Et cependant aussi, à la façon des guerriers robustes dans le combat, il partait en guerre contre ses adversaires.

Avec ses écuyers marchant joyeux après lui, il partageait de nombreux chevaux porteurs de phalères. Et plusieurs lanciers qui allaient après lui, fantassins, ramenant chez eux de nombreuses dépouilles, s’en revenaient cavaliers. Et des cadavres qui, après son passage gisaient couchés sur la terre, les chiens, les vautours, les corbeaux, les milans et les pies se repaissaient.

Et nombreuses par les bourgs, hurlant dans les maisons, demeuraient les veuves.

Car, tel le courageux taureau parmi les bœufs anonymes et le verrat robuste parmi les porcs étrangers, l’aigle entre les oies, le faucon entre les grues, l’hirondelle entre les abeilles, ainsi Iudicael, roi des Bretons armoricains, souple et agile, dur combattant dans la guerre, jouait de la lance dans la bataille au milieu des ennemis qui se dressaient contre lui.

Et il fit surtout grand carnage de Francs et il dévasta souvent leurs provinces pour la raison que les Francs voulaient subjuguer la Bretagne.

Au début du 7e siècle, Winnoc et Judoc, de la famille de Judicael, fondent des monastères à Bergues et près de Montreuil.

Bloavezhiou 630-635

Traité de paix entre Dagobert et Judicael à Clichy.

Dagobert, résidant à Clichy, envoya des députés en Bretagne pour que les Bretons réparassent promptement le mal qu’ils avaient commis et se soumissent à sa domination, disant qu’autrement l’armée burgonde qui avait été en Vasconie allait se jeter sur la Bretagne. A cette nouvelle, Judicaël, roi des Bretons, se rendit promptement à Clichy, avec beaucoup de présents, auprès du roi Dagobert à qui il demanda grâce et promit de restituer tout ce que ses sujets avaient injustement enlevé aux leudes francs, assurant que lui et son royaume de Bretagne seraient toujours soumis à la domination de Dagobert et des rois francs. Mais il ne voulut pas prendre son repas avec Dagobert, car il était religieux et rempli de la crainte de Dieu. Lorsque Dagobert se fut mis à table, Judicaël, sortant du palais, alla dîner chez le référendaire Dadon, qu’il savait attaché à la sainte religion : le lendemain, ayant pris congé de Dagobert, Judicaël s’en retourna en Bretagne, chargé des présents de Dagobert. » (Pseudo-Frédégaire, Chronique, IV, 78)

Bloavezhiou 632-633

Cadwallon de Gwynedd, allié à Penda de Mercie, bat les Angles de Bernicie et envahit la Northumbrie.

Bloavezh 634

Oswald de Bernicie bat et tue Cadwallon (Bromwich, T.Y.P., p. 293-296).

Bloavezh 650

Conflits confus entre successeurs et descendants de Judicael (Vie Saint-Malo, éd. F. Lot, p. 130).

Bloavezhiou 650-700

Désastre du Powys. Les Saxons s’emparent des plaines de la Severn (Jackson, 1953, p. 205-210).
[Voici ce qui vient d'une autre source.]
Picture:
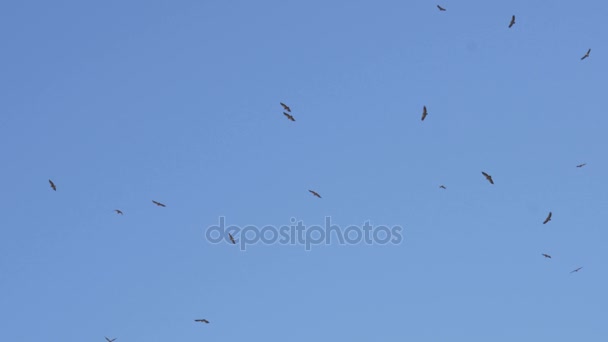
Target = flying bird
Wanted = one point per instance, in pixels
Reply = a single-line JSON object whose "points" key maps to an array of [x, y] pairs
{"points": [[424, 113], [289, 116], [548, 218], [488, 177], [576, 270], [315, 193], [159, 204], [286, 107]]}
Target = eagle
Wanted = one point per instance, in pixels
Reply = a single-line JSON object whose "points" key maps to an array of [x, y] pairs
{"points": [[315, 193], [289, 116], [576, 270], [586, 55], [286, 107], [548, 218], [159, 204], [488, 177]]}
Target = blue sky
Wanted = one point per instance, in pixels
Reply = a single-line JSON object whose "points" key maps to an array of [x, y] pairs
{"points": [[125, 102]]}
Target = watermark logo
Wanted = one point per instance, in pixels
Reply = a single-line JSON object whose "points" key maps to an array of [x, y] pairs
{"points": [[300, 234]]}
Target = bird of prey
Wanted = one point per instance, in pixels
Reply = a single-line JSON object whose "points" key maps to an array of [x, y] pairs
{"points": [[286, 107], [548, 218], [159, 204], [289, 116], [488, 177], [315, 193], [424, 113], [576, 270], [586, 55]]}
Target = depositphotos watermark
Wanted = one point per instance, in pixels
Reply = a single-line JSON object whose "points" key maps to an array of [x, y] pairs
{"points": [[300, 234]]}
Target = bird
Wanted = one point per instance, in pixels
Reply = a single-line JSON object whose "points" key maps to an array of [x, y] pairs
{"points": [[424, 113], [548, 218], [286, 107], [576, 270], [159, 204], [289, 116], [488, 177], [315, 193]]}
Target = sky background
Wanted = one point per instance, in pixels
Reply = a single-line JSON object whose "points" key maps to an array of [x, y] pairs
{"points": [[125, 102]]}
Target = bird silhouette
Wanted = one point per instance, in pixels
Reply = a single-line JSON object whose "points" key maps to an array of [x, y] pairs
{"points": [[488, 177], [548, 218], [586, 55]]}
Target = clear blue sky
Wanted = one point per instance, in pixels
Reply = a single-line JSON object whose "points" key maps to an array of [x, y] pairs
{"points": [[125, 102]]}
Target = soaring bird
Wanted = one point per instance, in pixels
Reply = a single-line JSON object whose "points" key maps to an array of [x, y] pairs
{"points": [[286, 107], [488, 177], [289, 116], [548, 218], [159, 204], [424, 113], [576, 270], [315, 193], [586, 55]]}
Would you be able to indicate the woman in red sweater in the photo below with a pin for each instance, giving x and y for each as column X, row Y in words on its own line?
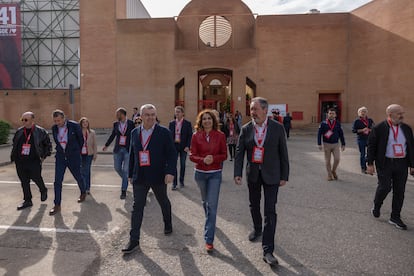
column 208, row 151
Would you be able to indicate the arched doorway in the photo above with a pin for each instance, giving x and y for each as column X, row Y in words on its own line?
column 215, row 89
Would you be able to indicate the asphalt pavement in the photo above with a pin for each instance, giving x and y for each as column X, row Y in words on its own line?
column 324, row 228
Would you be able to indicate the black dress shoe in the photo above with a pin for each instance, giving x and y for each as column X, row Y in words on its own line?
column 270, row 259
column 167, row 230
column 43, row 196
column 254, row 235
column 131, row 247
column 24, row 205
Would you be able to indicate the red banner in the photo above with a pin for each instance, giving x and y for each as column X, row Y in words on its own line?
column 10, row 47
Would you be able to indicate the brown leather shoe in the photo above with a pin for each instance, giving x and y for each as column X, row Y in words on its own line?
column 82, row 198
column 54, row 210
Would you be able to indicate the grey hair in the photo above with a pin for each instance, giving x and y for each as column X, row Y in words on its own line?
column 262, row 101
column 147, row 106
column 57, row 113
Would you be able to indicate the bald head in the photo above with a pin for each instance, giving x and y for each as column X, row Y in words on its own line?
column 395, row 113
column 28, row 119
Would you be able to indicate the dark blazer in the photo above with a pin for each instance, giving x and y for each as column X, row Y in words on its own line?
column 378, row 140
column 163, row 156
column 116, row 133
column 41, row 140
column 275, row 165
column 186, row 133
column 75, row 139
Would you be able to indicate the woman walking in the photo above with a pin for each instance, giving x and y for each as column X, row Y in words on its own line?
column 208, row 151
column 231, row 130
column 89, row 152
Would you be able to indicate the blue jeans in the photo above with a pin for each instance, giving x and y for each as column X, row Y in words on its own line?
column 362, row 145
column 209, row 184
column 121, row 164
column 183, row 157
column 86, row 170
column 73, row 162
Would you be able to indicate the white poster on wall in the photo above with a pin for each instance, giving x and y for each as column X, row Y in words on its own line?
column 282, row 108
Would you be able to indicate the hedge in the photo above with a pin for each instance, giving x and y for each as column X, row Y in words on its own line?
column 4, row 132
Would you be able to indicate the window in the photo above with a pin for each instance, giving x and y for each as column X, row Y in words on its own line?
column 215, row 31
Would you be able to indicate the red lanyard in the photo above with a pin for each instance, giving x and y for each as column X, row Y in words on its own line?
column 61, row 137
column 331, row 126
column 260, row 136
column 178, row 125
column 394, row 132
column 85, row 138
column 123, row 129
column 144, row 145
column 364, row 121
column 30, row 134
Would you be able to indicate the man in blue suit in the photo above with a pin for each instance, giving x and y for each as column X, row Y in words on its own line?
column 152, row 164
column 181, row 132
column 69, row 141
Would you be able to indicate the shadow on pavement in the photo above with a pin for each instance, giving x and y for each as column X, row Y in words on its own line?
column 26, row 240
column 92, row 216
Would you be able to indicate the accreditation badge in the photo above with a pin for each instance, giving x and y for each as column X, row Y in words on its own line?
column 84, row 150
column 25, row 149
column 328, row 134
column 258, row 154
column 122, row 140
column 398, row 150
column 144, row 158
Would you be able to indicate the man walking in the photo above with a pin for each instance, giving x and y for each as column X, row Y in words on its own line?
column 31, row 145
column 181, row 132
column 121, row 130
column 330, row 132
column 390, row 147
column 264, row 140
column 69, row 141
column 152, row 164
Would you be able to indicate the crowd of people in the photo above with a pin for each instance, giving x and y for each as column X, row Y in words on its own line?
column 145, row 155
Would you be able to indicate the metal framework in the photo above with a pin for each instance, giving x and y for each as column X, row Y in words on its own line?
column 51, row 39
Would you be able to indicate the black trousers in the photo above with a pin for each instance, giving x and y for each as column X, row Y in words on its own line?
column 270, row 216
column 392, row 177
column 30, row 170
column 140, row 197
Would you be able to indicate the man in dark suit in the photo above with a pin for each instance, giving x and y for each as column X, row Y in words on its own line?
column 264, row 141
column 69, row 141
column 152, row 164
column 390, row 146
column 31, row 145
column 181, row 132
column 121, row 130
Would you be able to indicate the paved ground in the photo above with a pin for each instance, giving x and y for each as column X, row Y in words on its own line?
column 324, row 228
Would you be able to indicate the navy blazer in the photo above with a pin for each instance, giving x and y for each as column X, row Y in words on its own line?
column 116, row 133
column 163, row 157
column 75, row 139
column 275, row 165
column 185, row 136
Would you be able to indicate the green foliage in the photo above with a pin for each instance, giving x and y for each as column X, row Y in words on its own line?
column 4, row 132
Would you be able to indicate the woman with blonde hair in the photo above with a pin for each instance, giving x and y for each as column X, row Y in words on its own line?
column 89, row 152
column 208, row 152
column 362, row 127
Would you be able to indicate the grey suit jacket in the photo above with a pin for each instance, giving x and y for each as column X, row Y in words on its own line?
column 275, row 166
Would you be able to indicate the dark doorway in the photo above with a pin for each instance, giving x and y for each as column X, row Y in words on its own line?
column 215, row 89
column 180, row 93
column 327, row 101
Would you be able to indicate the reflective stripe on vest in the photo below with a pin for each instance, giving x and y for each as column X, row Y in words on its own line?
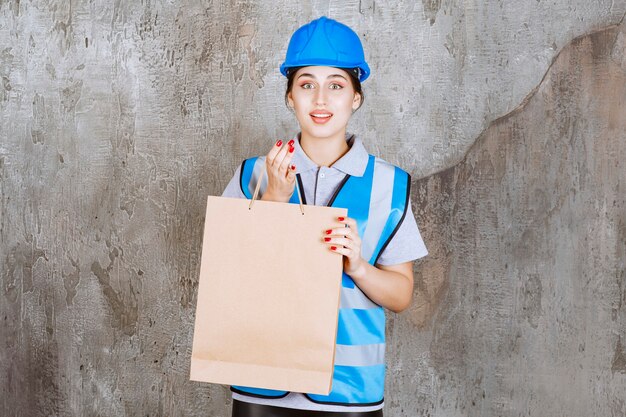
column 359, row 369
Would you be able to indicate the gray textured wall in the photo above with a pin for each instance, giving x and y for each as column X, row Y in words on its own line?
column 118, row 118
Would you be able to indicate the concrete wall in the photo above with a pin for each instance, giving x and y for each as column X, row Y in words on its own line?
column 118, row 118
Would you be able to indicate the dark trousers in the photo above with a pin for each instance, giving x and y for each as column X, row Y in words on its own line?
column 244, row 409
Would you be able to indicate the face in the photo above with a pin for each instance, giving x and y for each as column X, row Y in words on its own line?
column 323, row 100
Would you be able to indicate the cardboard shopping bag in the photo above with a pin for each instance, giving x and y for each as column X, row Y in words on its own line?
column 268, row 296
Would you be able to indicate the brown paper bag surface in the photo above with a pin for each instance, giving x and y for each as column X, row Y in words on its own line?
column 268, row 296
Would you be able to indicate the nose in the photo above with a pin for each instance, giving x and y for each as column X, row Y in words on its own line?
column 320, row 97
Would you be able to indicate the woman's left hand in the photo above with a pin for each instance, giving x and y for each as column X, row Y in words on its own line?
column 347, row 242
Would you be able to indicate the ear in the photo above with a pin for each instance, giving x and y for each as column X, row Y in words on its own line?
column 356, row 102
column 290, row 100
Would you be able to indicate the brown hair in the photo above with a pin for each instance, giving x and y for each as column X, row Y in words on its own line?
column 356, row 84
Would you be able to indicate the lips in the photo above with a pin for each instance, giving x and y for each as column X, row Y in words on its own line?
column 320, row 117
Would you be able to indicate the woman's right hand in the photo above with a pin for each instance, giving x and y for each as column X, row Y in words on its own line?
column 281, row 175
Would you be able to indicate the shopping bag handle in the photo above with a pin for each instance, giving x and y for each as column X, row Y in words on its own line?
column 258, row 187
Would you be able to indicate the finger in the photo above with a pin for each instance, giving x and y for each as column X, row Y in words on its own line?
column 339, row 241
column 269, row 159
column 285, row 165
column 340, row 250
column 280, row 157
column 339, row 231
column 350, row 222
column 291, row 173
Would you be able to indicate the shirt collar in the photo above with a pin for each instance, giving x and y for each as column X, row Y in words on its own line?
column 352, row 163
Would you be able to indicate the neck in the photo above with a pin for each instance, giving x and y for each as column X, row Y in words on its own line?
column 324, row 151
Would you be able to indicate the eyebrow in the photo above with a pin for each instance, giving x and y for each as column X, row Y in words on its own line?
column 306, row 74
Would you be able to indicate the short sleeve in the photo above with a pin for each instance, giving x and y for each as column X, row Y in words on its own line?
column 233, row 189
column 406, row 245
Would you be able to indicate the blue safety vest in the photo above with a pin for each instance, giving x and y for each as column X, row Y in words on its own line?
column 378, row 201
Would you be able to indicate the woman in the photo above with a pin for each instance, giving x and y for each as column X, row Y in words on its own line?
column 325, row 66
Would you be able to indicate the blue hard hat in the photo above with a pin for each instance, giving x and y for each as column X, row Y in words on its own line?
column 326, row 42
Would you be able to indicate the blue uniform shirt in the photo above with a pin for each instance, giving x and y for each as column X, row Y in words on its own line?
column 318, row 185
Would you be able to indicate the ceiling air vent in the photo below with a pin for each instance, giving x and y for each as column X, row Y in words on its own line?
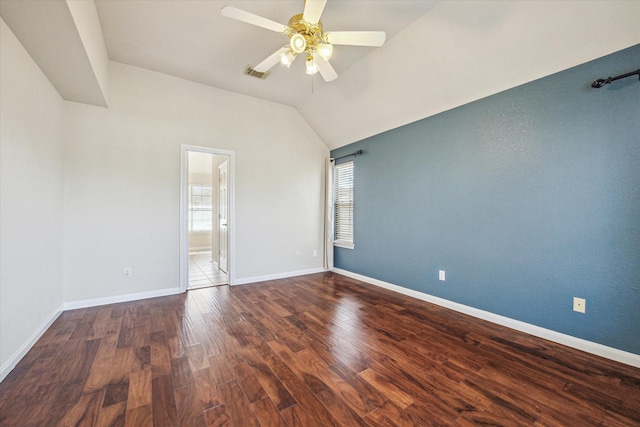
column 251, row 72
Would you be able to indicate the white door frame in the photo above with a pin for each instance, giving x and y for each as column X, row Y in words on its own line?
column 184, row 211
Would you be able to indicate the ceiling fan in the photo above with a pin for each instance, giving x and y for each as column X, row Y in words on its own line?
column 306, row 37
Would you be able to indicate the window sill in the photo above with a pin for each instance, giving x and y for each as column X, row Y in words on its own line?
column 346, row 245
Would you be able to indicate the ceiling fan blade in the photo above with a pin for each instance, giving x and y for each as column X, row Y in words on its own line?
column 357, row 38
column 250, row 18
column 325, row 68
column 312, row 10
column 271, row 61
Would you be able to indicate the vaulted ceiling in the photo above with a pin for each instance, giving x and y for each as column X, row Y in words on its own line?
column 438, row 54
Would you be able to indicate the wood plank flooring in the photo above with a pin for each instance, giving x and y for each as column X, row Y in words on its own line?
column 319, row 350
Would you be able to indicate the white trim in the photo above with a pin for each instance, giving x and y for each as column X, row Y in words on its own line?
column 119, row 298
column 199, row 248
column 621, row 356
column 24, row 348
column 184, row 207
column 276, row 276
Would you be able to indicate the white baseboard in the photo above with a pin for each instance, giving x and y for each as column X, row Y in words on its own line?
column 119, row 298
column 560, row 338
column 256, row 279
column 20, row 353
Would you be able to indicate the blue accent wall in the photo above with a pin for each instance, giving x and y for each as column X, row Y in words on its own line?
column 526, row 199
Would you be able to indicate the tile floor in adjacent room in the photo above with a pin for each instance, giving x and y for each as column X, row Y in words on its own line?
column 203, row 272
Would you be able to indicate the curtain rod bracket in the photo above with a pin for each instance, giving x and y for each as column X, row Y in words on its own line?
column 601, row 82
column 357, row 153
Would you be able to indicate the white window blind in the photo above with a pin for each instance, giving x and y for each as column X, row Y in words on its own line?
column 344, row 205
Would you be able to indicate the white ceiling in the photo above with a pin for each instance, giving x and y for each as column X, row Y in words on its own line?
column 192, row 40
column 438, row 54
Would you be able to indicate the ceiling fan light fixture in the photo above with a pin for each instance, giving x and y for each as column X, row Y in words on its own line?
column 312, row 67
column 298, row 43
column 287, row 58
column 325, row 50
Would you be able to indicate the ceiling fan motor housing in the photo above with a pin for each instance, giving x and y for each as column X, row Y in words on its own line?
column 312, row 34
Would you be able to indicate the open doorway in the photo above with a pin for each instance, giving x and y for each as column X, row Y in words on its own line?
column 206, row 217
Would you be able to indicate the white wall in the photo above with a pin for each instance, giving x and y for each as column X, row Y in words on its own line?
column 31, row 186
column 122, row 183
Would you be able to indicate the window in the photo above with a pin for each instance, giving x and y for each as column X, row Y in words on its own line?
column 200, row 208
column 344, row 205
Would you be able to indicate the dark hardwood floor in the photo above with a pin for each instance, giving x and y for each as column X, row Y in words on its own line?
column 318, row 350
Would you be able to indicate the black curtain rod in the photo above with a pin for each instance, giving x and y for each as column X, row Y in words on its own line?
column 601, row 82
column 349, row 155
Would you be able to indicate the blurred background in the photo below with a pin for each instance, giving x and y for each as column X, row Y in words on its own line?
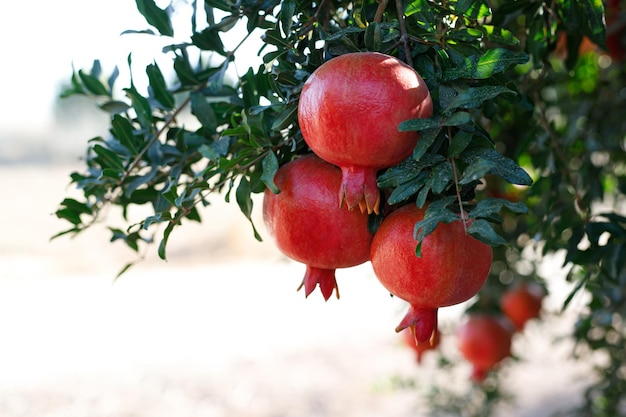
column 218, row 329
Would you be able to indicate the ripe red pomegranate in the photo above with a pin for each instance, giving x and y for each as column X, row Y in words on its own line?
column 420, row 348
column 521, row 304
column 308, row 225
column 484, row 341
column 452, row 268
column 349, row 112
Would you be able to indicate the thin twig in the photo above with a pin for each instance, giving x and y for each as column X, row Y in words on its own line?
column 404, row 37
column 378, row 17
column 455, row 175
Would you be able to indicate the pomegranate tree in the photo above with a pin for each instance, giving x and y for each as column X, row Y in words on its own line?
column 408, row 338
column 452, row 267
column 349, row 112
column 521, row 304
column 484, row 341
column 308, row 225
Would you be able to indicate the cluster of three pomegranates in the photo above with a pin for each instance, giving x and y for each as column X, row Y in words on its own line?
column 349, row 112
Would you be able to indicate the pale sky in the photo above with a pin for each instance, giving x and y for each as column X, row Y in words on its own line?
column 43, row 38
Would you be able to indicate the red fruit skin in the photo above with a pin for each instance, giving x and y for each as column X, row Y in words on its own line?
column 522, row 304
column 408, row 338
column 484, row 341
column 452, row 268
column 349, row 112
column 308, row 226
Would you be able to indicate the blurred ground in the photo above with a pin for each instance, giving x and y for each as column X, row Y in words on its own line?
column 218, row 330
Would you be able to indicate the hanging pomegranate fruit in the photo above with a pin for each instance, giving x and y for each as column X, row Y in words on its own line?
column 308, row 226
column 452, row 267
column 349, row 111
Perte des plaines du Powys autour de Ddinlleu Wrygon, sans doute le Wrekin, près de Wroxeter, l’ancienne

Uiroconium, capitale du grand peuple des Cornouii dont on trouve plusieurs branches dans l’ïle et en Bretagne armoricaine (Canu Llywarch Hen ; LF)

Bloavezh 653

Bataille de Penselwood. La Domnonée est menacée.

Des episcopi Britonienses signent au 8e concile de Tolède.

Bloavezh 655

Mort de Penda de Mercie.

Bloavezh 658

Concile de Nantes : dispositions contre des pratiques païennes.

Bloavezh 675

Saint Boniface est élevé à Exeter, enclave saxonne en Domnonée.

Des episcopi Britonienses signent au 4e concile de Braga.

Bloavezh 682

Centwine prend le Somerset. Le Breton demeure parlé en Somerset et Dorset (Jakson, 1953, P. 205, 239).